家から全速力で走ってきたタケルは、ギリギリで遅刻を免れて無事に校門を通過し、そのままの勢いで教室へ飛び込む。
「ハァ、ハァ、間に合った…おはよ~。」
「おはよー」「遅かったね」「もうすぐ先生くるぞー」
「あれ?ユウトは?」
「いや、まだ来てないけど。」
「そっか。(きっとあいつも寝坊したんだな)」
タケルはそう思いながらいそいそと席に着いた。
そして朝礼がはじまる時間、いつものように先生が入ってくる。
生徒が各席に戻り、先生との挨拶を交わそうと待ち構えている雰囲気の中、先生から発せられたのは挨拶ではなく、意外な話であった。
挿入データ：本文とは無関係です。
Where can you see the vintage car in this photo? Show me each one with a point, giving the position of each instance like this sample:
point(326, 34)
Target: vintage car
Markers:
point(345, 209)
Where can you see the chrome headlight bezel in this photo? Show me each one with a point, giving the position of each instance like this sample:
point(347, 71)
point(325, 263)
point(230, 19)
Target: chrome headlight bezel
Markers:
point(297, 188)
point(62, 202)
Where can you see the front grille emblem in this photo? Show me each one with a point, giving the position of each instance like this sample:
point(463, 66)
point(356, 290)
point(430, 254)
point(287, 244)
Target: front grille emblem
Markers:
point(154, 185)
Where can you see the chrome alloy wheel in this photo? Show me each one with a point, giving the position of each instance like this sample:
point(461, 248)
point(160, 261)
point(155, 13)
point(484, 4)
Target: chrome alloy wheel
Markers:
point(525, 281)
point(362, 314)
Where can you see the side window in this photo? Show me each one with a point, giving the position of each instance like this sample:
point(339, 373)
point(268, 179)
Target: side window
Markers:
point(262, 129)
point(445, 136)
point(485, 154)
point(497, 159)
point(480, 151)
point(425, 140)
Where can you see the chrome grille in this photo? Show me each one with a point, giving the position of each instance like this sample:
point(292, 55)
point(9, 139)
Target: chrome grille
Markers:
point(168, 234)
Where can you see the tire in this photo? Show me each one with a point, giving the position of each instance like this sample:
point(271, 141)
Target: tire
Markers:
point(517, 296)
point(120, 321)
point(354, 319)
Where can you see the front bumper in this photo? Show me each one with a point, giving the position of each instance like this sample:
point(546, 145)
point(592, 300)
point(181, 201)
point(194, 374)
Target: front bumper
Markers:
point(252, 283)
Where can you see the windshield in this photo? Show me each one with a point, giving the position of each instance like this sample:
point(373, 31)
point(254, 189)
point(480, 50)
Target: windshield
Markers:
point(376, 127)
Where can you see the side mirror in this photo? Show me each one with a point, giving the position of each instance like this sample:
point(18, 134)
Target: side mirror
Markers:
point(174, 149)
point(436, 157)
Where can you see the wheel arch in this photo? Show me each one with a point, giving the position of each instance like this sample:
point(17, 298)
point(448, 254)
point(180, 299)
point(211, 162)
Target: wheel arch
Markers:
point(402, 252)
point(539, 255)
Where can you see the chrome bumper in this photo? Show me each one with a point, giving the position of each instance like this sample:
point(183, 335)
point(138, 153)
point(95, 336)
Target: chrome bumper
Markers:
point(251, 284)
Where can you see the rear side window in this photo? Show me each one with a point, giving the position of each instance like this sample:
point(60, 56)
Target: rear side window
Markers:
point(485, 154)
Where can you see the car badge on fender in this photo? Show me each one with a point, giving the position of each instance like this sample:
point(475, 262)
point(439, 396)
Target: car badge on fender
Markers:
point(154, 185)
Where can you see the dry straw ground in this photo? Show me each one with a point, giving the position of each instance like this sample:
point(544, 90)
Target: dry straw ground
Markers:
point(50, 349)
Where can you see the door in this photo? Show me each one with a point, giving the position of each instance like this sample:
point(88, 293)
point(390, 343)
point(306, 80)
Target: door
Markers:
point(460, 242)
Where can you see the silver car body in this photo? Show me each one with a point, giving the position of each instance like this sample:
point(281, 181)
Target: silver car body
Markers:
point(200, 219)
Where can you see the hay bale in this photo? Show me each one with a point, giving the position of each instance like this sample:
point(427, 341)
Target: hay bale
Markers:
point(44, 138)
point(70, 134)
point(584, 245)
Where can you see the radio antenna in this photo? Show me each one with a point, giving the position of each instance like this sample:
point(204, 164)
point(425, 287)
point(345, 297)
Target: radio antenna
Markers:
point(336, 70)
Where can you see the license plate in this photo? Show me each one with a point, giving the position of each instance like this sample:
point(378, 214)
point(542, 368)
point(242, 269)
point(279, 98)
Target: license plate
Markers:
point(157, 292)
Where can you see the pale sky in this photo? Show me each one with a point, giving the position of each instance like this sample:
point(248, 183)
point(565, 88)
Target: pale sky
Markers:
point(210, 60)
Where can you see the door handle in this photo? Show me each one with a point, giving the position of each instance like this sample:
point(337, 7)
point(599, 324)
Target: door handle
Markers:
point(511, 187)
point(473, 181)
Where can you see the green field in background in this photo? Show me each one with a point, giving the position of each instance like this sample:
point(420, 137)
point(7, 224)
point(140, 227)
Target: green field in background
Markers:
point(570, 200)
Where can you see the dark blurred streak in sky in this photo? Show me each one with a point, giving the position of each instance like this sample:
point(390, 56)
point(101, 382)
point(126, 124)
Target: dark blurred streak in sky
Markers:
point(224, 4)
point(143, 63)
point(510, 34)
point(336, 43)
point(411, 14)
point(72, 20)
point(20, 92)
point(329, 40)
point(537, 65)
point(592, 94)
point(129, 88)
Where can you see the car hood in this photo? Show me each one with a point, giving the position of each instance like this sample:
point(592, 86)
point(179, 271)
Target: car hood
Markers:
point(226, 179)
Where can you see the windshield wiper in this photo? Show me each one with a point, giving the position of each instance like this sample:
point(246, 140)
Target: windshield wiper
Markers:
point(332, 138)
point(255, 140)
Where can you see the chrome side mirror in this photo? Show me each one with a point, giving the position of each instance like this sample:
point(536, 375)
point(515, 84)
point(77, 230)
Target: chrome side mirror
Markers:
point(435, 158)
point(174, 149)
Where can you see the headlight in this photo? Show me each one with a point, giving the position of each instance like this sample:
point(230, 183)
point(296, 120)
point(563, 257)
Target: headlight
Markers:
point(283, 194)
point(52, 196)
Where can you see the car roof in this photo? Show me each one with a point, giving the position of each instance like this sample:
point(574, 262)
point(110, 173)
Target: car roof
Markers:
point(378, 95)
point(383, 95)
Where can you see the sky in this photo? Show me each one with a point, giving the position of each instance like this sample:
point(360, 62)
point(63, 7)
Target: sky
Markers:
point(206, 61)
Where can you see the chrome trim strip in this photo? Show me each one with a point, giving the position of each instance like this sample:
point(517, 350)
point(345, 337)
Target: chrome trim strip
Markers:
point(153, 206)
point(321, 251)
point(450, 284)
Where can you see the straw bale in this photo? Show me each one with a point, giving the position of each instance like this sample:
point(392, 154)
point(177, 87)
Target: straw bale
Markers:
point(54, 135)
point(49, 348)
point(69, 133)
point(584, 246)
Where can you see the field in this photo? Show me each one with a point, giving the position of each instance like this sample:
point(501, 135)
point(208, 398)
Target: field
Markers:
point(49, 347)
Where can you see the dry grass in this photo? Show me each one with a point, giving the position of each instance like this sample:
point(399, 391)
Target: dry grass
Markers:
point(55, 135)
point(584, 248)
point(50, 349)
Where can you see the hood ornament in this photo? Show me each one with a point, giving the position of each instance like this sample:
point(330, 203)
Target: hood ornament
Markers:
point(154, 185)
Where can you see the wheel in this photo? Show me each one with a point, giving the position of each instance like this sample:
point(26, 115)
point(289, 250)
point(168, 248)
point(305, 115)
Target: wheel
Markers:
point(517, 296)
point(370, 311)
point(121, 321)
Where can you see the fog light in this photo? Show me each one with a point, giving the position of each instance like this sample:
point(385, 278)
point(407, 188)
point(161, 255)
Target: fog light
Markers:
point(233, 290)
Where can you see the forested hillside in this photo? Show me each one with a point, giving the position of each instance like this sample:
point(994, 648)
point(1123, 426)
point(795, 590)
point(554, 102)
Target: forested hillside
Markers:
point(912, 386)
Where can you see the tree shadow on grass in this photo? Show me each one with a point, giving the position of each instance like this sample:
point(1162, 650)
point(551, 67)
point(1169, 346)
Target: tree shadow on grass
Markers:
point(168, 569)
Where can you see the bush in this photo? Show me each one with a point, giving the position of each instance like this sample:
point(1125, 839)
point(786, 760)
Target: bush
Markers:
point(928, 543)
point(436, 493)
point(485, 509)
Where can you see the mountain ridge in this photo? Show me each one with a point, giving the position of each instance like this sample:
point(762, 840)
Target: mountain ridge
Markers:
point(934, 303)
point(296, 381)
「みんなに、話がある。今朝…シバサキ君のお母さんから学校に連絡があり……シバサキ君が、昨日の夜から突然居なくなったらしい…。」
「は!?」
先生のその話にクラス全体が声にならない驚きで静まり返った中、タケルだけがとっさに声を張り上げた。しかし動揺のせいか、タケルもその先の言葉が浮かばない。さらに先生が話を続ける。
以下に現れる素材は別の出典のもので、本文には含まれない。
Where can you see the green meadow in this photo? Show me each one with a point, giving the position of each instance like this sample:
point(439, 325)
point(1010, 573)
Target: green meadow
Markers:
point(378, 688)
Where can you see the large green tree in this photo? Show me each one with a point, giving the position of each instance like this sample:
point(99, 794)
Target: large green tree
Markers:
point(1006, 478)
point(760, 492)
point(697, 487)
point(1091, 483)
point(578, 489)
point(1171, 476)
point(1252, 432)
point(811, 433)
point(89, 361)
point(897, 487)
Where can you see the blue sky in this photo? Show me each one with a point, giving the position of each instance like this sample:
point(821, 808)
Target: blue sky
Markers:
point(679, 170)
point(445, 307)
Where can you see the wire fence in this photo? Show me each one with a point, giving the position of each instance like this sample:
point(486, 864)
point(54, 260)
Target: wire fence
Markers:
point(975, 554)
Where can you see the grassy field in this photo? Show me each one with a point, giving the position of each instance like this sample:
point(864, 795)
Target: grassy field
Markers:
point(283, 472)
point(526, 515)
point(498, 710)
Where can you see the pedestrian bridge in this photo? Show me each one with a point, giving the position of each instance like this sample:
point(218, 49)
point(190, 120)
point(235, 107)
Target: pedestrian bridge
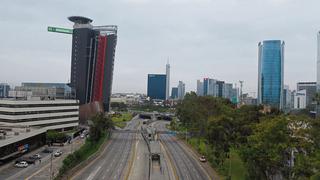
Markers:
point(139, 131)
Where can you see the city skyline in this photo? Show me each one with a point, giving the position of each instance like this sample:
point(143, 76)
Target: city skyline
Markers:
point(213, 52)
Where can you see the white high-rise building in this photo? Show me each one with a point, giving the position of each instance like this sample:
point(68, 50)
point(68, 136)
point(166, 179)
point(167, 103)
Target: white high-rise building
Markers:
point(300, 99)
point(318, 61)
point(199, 88)
point(167, 80)
point(181, 90)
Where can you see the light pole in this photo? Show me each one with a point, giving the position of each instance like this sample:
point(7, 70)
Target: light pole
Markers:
point(51, 172)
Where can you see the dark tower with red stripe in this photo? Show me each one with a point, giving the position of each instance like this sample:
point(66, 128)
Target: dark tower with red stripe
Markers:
point(93, 52)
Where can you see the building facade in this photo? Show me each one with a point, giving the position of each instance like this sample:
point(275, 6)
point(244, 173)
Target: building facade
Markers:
point(311, 89)
point(199, 88)
point(93, 51)
point(46, 90)
point(156, 86)
point(4, 90)
point(270, 73)
point(174, 93)
point(300, 99)
point(287, 101)
point(181, 90)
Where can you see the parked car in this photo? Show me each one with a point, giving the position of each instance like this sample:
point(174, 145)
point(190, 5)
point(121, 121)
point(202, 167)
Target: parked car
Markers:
point(21, 164)
point(47, 150)
point(203, 159)
point(28, 160)
point(57, 153)
point(36, 156)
「夜までは部屋に居たそうだが、朝には居なくなっていたそうだ。今、先生たちや、警察にも届け出て捜索中だ。」
「(いなくなった?夜は俺とファイナルウェポンして………。!?まさか…あのファイル、実行したってのか!?でも、あれはアイツが面白半分でって………いや、行方不明事件は実際に起きてたんだし……マジでか…?)」
「誰か、何か心当たりのある者はいないか?何でもいい。どんな些細な事でもいいから先生に教えてほしい。」
そんな突然の話に、冷静に頭を働かせられる生徒はおらず、皆一様に驚きのあまり黙り込むだけだった。
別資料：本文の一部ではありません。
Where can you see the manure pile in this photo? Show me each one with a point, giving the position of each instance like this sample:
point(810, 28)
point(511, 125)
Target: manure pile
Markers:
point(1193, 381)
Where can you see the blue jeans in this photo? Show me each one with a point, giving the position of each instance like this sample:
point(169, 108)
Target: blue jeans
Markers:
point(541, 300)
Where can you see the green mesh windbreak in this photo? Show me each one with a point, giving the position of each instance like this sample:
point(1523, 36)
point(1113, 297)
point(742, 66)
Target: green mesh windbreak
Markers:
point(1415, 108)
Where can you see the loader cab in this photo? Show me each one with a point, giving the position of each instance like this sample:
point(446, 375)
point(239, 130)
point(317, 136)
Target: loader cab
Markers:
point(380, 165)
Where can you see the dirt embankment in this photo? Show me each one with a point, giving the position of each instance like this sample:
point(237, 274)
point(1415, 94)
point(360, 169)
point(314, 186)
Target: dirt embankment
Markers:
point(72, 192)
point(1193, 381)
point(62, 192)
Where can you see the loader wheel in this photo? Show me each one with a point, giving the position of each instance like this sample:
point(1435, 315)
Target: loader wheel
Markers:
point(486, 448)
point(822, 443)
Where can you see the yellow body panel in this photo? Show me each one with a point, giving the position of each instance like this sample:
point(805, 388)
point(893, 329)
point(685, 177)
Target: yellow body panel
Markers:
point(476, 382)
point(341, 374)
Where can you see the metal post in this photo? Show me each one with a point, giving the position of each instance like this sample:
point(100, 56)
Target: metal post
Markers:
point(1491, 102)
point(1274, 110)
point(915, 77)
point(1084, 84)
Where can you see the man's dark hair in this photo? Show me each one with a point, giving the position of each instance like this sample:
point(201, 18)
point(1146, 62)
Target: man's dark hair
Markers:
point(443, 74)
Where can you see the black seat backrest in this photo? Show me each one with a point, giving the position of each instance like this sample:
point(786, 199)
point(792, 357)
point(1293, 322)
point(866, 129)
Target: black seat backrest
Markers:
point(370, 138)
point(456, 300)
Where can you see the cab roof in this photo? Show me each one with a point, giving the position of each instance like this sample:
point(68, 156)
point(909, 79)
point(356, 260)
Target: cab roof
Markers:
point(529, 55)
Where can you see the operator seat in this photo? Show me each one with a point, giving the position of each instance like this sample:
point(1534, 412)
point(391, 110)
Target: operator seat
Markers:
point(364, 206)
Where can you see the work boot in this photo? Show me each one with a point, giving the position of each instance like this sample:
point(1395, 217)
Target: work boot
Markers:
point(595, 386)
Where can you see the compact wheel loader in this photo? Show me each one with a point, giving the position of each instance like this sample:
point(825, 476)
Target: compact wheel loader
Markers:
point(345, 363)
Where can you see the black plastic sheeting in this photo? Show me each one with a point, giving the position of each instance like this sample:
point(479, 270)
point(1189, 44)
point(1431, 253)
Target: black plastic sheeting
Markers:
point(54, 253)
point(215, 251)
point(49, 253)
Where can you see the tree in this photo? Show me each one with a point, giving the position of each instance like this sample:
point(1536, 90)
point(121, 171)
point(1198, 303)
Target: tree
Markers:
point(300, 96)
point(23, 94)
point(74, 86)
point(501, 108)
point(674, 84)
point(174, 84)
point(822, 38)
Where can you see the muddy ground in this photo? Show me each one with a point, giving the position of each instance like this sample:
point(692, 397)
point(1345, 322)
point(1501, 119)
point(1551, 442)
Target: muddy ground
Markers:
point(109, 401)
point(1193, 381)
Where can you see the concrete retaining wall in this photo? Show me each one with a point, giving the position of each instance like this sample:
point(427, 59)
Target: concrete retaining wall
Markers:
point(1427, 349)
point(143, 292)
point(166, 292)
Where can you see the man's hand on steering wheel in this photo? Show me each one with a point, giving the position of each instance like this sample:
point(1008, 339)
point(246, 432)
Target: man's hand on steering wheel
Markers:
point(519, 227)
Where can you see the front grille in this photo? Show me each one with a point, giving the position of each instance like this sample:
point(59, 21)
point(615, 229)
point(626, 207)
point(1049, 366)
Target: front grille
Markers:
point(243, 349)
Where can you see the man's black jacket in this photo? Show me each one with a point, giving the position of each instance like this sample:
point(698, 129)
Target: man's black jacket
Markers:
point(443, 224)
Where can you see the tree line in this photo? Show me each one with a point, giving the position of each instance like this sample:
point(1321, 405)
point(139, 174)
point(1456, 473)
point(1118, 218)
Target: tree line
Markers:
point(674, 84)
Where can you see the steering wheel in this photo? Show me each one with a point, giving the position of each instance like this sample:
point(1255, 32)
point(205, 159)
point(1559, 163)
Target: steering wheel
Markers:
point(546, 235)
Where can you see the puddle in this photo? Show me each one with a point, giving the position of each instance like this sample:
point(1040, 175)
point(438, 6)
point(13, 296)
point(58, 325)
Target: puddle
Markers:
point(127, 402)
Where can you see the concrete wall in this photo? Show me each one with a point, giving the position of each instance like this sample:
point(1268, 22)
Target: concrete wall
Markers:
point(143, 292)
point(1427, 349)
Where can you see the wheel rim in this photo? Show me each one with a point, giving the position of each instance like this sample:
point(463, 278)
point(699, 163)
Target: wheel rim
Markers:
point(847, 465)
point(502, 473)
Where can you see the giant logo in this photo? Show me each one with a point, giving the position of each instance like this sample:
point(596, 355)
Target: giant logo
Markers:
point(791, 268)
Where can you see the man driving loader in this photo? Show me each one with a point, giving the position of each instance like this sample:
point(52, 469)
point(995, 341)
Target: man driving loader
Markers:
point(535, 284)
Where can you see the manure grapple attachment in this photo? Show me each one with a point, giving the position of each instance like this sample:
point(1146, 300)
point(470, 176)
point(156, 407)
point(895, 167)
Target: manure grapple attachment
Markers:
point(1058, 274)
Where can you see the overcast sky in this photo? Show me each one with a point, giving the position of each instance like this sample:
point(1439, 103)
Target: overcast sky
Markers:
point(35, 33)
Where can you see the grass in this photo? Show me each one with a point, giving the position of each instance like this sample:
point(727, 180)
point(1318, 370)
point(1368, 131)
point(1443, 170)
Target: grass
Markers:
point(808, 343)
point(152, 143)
タケルは、親友が行方不明という状況と、昨日のニュースで言っていた“行方不明後に誰も見つかっていない”という言葉が脳裏をよぎり、少しうつむき加減で不安を隠し切れない表情をしていた。
その表情に目がとまったのか、先生が声をかける。
「タケル、どうした?顔色が悪いぞ?何か知っているのか?」
「!…いや、あの…ユウトが居なくなったって聞いて…それで…」
「そうか……お前らは仲が良かったからな…。気分が優れないなら、少し保健室で休んできてもいいぞ。大丈夫だ。先生たちや警察が必ず見つけ出すから。心配するな。」
「…はい。」
「一人で行けるか?」
「…はい、大丈夫です。」
そう言ってタケルは、皆が心配そうに見守るなか教室を後にした。
「(なんか上手い事抜け出せたけど……とりあえず、あのファイルを実行してみるか。)」
教室を出たタケルが向かった先は保健室ではなく、パソコンルーム。
顔色が悪かったのも、感情が顔に出やすい体質なだけで、その状況から先生が勝手に気分を悪くしていると判断してくれたようだ。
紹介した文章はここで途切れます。